Informations générales
  • Né le 21 juin 1838 à Ruthmines (Irlande)
  • Décédé le 8 novembre 1919 à Paris (Paris - France)

Mandats à l'Assemblée nationale ou à la Chambre des députés

Régime politique
Troisième République - Chambre des députés
Législature
Ve législature
Mandat
Du 22 septembre 1889 au 14 octobre 1893
Département
Basses-Alpes
Groupe
Républicains progressistes

Biographies

Biographie extraite du dictionnaire des parlementaires français de 1889 à 1940 (Jean Jolly)

Né le 21 juin 1838 à Ruthmines (Irlande), mort le 8 novembre 1919 à Paris (1er). Député des Basses-Alpes de 1889 à 1893.

Rien ne paraissait prédisposer James, Dyer Mac Adaras à devenir député, et à plus forte raison député français. Né dans une vieille famille irlandaise il possédait alors la nationalité anglaise. Il s'orienta très tôt vers la carrière militaire et partit aux Indes où on le retrouve comme capitaine d'artillerie lors de l'insurrection des Cipayes. Peu désireux de servir plus longtemps la Grande-Bretagne, il revint en Irlande. Ami de la France et homme d'action, la guerre franco-allemande de 1870 devait être le tournant de son existence. Il organisa tout d'abord, avec l'appui de M. Sullivan, une ambulance irlandaise. Après les premières défaites de nos armées, l'idée lui vint de lever un corps irlandais pour effectuer une diversion sur les côtes de la mer du Nord et il discuta avec le général Cousin-Montauban, comte de Palikao, ministre de la Guerre, des conditions de mise sur pied de cette formation.

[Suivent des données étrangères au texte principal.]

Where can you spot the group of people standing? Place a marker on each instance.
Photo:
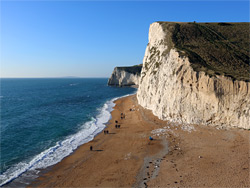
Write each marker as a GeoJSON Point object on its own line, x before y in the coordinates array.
{"type": "Point", "coordinates": [116, 126]}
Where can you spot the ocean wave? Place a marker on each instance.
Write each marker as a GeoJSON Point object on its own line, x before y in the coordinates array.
{"type": "Point", "coordinates": [63, 148]}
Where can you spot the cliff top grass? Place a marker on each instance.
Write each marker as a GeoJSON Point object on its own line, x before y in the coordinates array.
{"type": "Point", "coordinates": [136, 69]}
{"type": "Point", "coordinates": [215, 48]}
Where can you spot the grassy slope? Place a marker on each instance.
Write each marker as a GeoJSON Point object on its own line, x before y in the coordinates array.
{"type": "Point", "coordinates": [215, 48]}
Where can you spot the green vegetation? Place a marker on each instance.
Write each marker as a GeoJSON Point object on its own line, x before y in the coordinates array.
{"type": "Point", "coordinates": [136, 69]}
{"type": "Point", "coordinates": [215, 48]}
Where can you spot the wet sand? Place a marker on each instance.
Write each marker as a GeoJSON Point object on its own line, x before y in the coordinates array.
{"type": "Point", "coordinates": [179, 155]}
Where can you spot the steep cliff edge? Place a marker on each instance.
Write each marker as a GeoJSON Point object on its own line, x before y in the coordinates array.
{"type": "Point", "coordinates": [125, 76]}
{"type": "Point", "coordinates": [197, 73]}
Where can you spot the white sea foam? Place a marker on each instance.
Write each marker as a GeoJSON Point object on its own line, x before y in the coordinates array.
{"type": "Point", "coordinates": [63, 148]}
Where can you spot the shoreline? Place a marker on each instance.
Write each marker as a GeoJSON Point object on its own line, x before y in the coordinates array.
{"type": "Point", "coordinates": [187, 155]}
{"type": "Point", "coordinates": [29, 175]}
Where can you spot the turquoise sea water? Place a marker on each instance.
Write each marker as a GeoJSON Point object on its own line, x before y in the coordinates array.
{"type": "Point", "coordinates": [44, 120]}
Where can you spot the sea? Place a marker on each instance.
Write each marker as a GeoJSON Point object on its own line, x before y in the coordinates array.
{"type": "Point", "coordinates": [43, 120]}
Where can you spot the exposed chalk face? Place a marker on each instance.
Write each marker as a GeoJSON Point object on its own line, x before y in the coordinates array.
{"type": "Point", "coordinates": [174, 91]}
{"type": "Point", "coordinates": [121, 77]}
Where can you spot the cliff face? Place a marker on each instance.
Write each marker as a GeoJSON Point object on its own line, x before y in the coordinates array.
{"type": "Point", "coordinates": [125, 76]}
{"type": "Point", "coordinates": [173, 90]}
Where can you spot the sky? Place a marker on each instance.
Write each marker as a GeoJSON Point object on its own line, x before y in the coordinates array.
{"type": "Point", "coordinates": [90, 38]}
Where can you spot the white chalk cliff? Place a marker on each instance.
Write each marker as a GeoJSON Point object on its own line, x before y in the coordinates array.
{"type": "Point", "coordinates": [171, 88]}
{"type": "Point", "coordinates": [125, 76]}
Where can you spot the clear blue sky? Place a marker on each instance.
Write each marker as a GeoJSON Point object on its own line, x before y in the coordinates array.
{"type": "Point", "coordinates": [88, 39]}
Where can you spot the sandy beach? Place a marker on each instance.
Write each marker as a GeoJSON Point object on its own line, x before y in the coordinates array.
{"type": "Point", "coordinates": [179, 156]}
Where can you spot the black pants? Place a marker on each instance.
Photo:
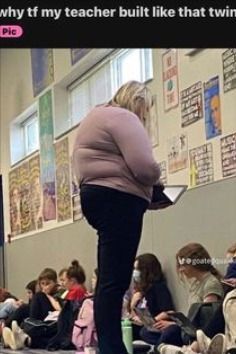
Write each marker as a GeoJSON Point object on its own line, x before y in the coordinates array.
{"type": "Point", "coordinates": [118, 218]}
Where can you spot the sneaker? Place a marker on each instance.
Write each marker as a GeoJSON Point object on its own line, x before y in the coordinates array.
{"type": "Point", "coordinates": [203, 341]}
{"type": "Point", "coordinates": [8, 338]}
{"type": "Point", "coordinates": [19, 335]}
{"type": "Point", "coordinates": [217, 345]}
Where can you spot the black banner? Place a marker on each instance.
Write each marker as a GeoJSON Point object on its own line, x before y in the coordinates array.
{"type": "Point", "coordinates": [110, 23]}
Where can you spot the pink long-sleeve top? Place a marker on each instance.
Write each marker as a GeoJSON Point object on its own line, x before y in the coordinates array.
{"type": "Point", "coordinates": [113, 149]}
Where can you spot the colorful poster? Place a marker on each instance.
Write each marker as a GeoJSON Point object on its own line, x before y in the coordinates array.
{"type": "Point", "coordinates": [78, 53]}
{"type": "Point", "coordinates": [77, 212]}
{"type": "Point", "coordinates": [191, 104]}
{"type": "Point", "coordinates": [25, 204]}
{"type": "Point", "coordinates": [63, 180]}
{"type": "Point", "coordinates": [212, 108]}
{"type": "Point", "coordinates": [47, 156]}
{"type": "Point", "coordinates": [163, 169]}
{"type": "Point", "coordinates": [228, 155]}
{"type": "Point", "coordinates": [229, 69]}
{"type": "Point", "coordinates": [201, 165]}
{"type": "Point", "coordinates": [151, 123]}
{"type": "Point", "coordinates": [177, 153]}
{"type": "Point", "coordinates": [74, 179]}
{"type": "Point", "coordinates": [170, 79]}
{"type": "Point", "coordinates": [42, 69]}
{"type": "Point", "coordinates": [35, 193]}
{"type": "Point", "coordinates": [14, 198]}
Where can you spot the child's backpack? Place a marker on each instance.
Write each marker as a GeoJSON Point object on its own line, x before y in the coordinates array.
{"type": "Point", "coordinates": [84, 331]}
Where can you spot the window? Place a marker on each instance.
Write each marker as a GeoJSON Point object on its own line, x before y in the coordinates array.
{"type": "Point", "coordinates": [24, 134]}
{"type": "Point", "coordinates": [100, 83]}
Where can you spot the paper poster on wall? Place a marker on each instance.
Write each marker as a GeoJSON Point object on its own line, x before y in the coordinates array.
{"type": "Point", "coordinates": [151, 123]}
{"type": "Point", "coordinates": [191, 104]}
{"type": "Point", "coordinates": [177, 147]}
{"type": "Point", "coordinates": [163, 168]}
{"type": "Point", "coordinates": [78, 53]}
{"type": "Point", "coordinates": [74, 179]}
{"type": "Point", "coordinates": [14, 198]}
{"type": "Point", "coordinates": [25, 205]}
{"type": "Point", "coordinates": [228, 155]}
{"type": "Point", "coordinates": [77, 212]}
{"type": "Point", "coordinates": [63, 189]}
{"type": "Point", "coordinates": [212, 108]}
{"type": "Point", "coordinates": [47, 156]}
{"type": "Point", "coordinates": [42, 68]}
{"type": "Point", "coordinates": [229, 69]}
{"type": "Point", "coordinates": [35, 193]}
{"type": "Point", "coordinates": [170, 79]}
{"type": "Point", "coordinates": [201, 165]}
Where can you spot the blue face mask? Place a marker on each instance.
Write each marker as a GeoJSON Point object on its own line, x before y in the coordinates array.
{"type": "Point", "coordinates": [136, 275]}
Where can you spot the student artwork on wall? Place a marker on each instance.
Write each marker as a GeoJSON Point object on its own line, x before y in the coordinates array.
{"type": "Point", "coordinates": [78, 53]}
{"type": "Point", "coordinates": [63, 189]}
{"type": "Point", "coordinates": [151, 123]}
{"type": "Point", "coordinates": [170, 79]}
{"type": "Point", "coordinates": [35, 193]}
{"type": "Point", "coordinates": [229, 69]}
{"type": "Point", "coordinates": [191, 104]}
{"type": "Point", "coordinates": [163, 169]}
{"type": "Point", "coordinates": [25, 202]}
{"type": "Point", "coordinates": [212, 108]}
{"type": "Point", "coordinates": [228, 155]}
{"type": "Point", "coordinates": [14, 198]}
{"type": "Point", "coordinates": [47, 156]}
{"type": "Point", "coordinates": [77, 212]}
{"type": "Point", "coordinates": [201, 165]}
{"type": "Point", "coordinates": [42, 69]}
{"type": "Point", "coordinates": [177, 147]}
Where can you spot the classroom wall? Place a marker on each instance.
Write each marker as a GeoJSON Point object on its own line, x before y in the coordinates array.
{"type": "Point", "coordinates": [204, 214]}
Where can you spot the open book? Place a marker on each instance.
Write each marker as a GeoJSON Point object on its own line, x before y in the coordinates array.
{"type": "Point", "coordinates": [164, 196]}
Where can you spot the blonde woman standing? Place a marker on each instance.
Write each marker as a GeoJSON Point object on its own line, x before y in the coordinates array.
{"type": "Point", "coordinates": [114, 162]}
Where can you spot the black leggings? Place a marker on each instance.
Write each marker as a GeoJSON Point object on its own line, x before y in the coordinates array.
{"type": "Point", "coordinates": [118, 218]}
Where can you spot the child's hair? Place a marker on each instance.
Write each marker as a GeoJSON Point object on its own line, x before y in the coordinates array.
{"type": "Point", "coordinates": [151, 270]}
{"type": "Point", "coordinates": [62, 271]}
{"type": "Point", "coordinates": [77, 272]}
{"type": "Point", "coordinates": [32, 286]}
{"type": "Point", "coordinates": [49, 274]}
{"type": "Point", "coordinates": [195, 255]}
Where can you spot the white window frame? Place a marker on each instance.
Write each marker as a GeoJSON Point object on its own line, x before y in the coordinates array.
{"type": "Point", "coordinates": [18, 136]}
{"type": "Point", "coordinates": [114, 63]}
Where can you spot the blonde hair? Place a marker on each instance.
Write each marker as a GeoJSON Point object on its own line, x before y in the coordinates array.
{"type": "Point", "coordinates": [134, 96]}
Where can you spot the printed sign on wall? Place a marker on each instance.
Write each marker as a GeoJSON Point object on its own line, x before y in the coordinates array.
{"type": "Point", "coordinates": [228, 155]}
{"type": "Point", "coordinates": [212, 108]}
{"type": "Point", "coordinates": [177, 153]}
{"type": "Point", "coordinates": [170, 79]}
{"type": "Point", "coordinates": [201, 165]}
{"type": "Point", "coordinates": [42, 69]}
{"type": "Point", "coordinates": [191, 104]}
{"type": "Point", "coordinates": [229, 69]}
{"type": "Point", "coordinates": [63, 180]}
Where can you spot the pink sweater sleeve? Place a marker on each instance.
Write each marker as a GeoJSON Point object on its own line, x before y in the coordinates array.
{"type": "Point", "coordinates": [135, 146]}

L'opposition de la Grande-Bretagne et des difficultés de toutes sortes l'obligèrent à renoncer à son projet. Il transporta alors en France, à ses frais, un certain nombre de volontaires irlandais pour combattre les Prussiens. Attaché à l'état-major de l'armée de Chanzy, il prit part aux combats de Vendôme, du Mans, et se distingua tout particulièrement à Fretteval où il fut blessé. Promu général de brigade, il prépara la défense du Havre.

Ayant obtenu ses lettres de naturalisation sur les champs de bataille, il reçut officiellement la nationalité française en 1871 et se fixa à Paris. Ardent républicain, il se tourna vers la politique et devint, en 1888, conseiller général des Basses-Alpes.

Il fut élu député aux élections générales de 1889 dans l'arrondissement de Sisteron, au premier tour de scrutin, par 3.116 voix contre 1.302 à Sucquet, député sortant révisionniste. Il siégea à la Chambre parmi les républicains progressistes indépendants et appartint à diverses commissions ; toutefois, il ne semble pas avoir déployé une activité parlementaire importante au cours de son mandat.

Il connut un premier échec au renouvellement de l'assemblée en 1893 et fut battu au second tour de scrutin avec 2.425 voix contre 2.710 au comte d'Hugues, conservateur. L'élection du comte d'Hugues ayant été invalidée le 19 décembre 1893, Mac Adaras essaya de retrouver son siège lors de l'élection complémentaire du 18 février 1894. Il échoua avec 2.000 voix contre 2.580 au comte d'Hugues.

Il tenta à nouveau sa chance lors des élections générales de 1898 et se présenta cette fois dans la Sarthe, dans la 1re circonscription du Mans. Il n'obtint que 2.267 voix sur 20.498 votants.

Il abandonna alors la politique active et se consacra à l'étude des questions économiques, politiques et militaires. Il est l'auteur d'un ouvrage Le salut de la France, dans lequel il expose ses idées réformatrices.

Il est mort à Paris, le 8 novembre 1919, à l'âge de 81 ans.